A dog is one of the four categories or quadrants of the BCG Growth-Share matrix developed by Boston Consulting Group in the 1970s to manage different business units within a company.

A dog is a business unit that has a small market share in a mature industry. It therefore neither generates the strong cash flow nor requires the hefty investment that a cash cow or star unit would (two other categories in the BCG matrix). The term Dog may also refer to a stock that is a chronic underperformer and hence a drag on the performance of a portfolio.

BREAKING DOWN Dog

Since a dog ties up valuable capital and resources that can be more effectively deployed elsewhere in the company, it is a logical candidate for sale or divestment. However, a dog may sometimes have a broader role to play within a company; for instance, it may offer products that complement those offered by other business units in the company, or it may be a portal that gets customers interested in the company’s other products.

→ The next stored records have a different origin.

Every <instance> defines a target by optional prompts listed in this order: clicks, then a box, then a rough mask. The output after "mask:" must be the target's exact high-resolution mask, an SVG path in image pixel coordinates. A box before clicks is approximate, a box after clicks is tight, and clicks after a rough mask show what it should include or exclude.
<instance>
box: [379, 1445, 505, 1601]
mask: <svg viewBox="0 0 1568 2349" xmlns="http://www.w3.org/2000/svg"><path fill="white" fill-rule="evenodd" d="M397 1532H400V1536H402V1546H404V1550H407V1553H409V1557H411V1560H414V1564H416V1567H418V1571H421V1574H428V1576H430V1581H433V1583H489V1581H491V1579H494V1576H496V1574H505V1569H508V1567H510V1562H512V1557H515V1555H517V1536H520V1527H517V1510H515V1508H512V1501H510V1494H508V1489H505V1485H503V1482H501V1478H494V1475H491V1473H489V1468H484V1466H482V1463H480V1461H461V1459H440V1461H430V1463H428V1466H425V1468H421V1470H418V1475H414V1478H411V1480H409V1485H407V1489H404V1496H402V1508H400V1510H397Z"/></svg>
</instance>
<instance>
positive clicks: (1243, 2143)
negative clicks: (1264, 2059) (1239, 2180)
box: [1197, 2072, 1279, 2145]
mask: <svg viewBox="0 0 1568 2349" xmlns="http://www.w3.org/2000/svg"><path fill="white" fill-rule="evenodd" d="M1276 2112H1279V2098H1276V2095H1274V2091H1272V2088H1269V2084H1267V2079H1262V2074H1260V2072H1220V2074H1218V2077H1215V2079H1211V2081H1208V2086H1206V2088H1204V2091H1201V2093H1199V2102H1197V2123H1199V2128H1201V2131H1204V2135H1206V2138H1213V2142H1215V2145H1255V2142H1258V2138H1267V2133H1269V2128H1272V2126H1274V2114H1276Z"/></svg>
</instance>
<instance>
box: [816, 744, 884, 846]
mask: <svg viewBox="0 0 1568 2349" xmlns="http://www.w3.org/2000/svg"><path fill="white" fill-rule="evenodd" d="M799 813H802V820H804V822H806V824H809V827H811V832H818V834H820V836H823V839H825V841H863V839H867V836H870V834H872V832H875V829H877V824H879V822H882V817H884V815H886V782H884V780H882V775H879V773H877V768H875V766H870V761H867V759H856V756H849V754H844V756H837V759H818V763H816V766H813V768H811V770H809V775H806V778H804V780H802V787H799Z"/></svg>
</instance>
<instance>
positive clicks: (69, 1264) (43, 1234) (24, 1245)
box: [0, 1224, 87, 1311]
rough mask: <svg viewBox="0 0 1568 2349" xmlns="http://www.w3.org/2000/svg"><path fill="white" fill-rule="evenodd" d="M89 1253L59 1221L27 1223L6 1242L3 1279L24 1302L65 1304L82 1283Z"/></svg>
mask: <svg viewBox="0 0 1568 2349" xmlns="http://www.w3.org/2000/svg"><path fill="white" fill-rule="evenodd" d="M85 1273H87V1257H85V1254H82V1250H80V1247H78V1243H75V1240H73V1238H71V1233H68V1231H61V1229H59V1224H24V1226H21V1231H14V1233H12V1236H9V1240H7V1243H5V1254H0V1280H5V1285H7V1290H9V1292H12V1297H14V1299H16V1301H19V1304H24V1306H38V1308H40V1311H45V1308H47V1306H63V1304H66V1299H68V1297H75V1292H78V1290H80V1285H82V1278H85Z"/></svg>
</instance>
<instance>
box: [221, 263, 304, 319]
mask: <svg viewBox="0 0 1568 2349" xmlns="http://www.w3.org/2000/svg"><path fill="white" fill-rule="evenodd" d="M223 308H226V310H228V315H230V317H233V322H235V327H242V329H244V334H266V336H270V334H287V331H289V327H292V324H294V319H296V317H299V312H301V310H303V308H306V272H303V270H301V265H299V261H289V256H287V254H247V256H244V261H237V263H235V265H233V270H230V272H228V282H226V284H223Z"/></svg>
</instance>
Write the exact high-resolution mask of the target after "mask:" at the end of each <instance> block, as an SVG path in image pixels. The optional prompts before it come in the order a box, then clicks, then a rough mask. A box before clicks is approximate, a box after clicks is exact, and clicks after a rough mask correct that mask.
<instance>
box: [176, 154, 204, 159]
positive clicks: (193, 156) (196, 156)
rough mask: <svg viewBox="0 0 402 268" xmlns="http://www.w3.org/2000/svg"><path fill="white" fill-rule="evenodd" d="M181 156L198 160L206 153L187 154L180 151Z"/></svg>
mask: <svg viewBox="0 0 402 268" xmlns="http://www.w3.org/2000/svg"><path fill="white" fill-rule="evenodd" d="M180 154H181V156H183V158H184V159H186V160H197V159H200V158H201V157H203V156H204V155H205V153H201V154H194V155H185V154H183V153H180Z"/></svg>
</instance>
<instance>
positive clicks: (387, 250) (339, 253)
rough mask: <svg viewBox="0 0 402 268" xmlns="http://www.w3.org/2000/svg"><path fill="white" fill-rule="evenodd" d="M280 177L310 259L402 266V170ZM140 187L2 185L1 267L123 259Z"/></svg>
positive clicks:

In such cases, management would have to decide whether the synergies and intangible gains offered by this business unit justify the capital tied up in it.

In the majority of cases, since a dog typically operates in a mature industry, management would not be justified in allocating more capital to it in a bid to expand market share. If the unit’s long-term prospects are bleak, the best course of action might be to sell or divest the business as soon as possible, since its deteriorating prospects would make it harder to sell with time.

It's Better to Keep Dogs Around

In the business world, a dog is very unlikely to ever return to its glory days as a star or cash cow. In the world of investments, however, a stock that is a dog one year can eventually become a star, if management executes a turnaround that improves the stock’s profitability and prospects. This is the basic premise behind the “Dogs of the Dow” strategy, which buys the highest dividend yielders in the DJIA based on the notion that these stocks can outperform the index over time as they improve their operating performance and financial results.

It might seem sensible for a business to harvest and exit the dog quadrant of the BCG matrix. In reality though,  such a move probably won't make sense beacuse dogs have such low value and will distract management during the sale process. Frequently their weak competitive position leaves them incapable of being “harvested” either – if investment is reduced, they may just disappear. Instead, consider setting them up to operate with minimal resource drain on the rest of the portfolio, as the best people and all discretionary resources are diverted to more attractive businesses. Over time, they will become a diminishing portion of the portfolio.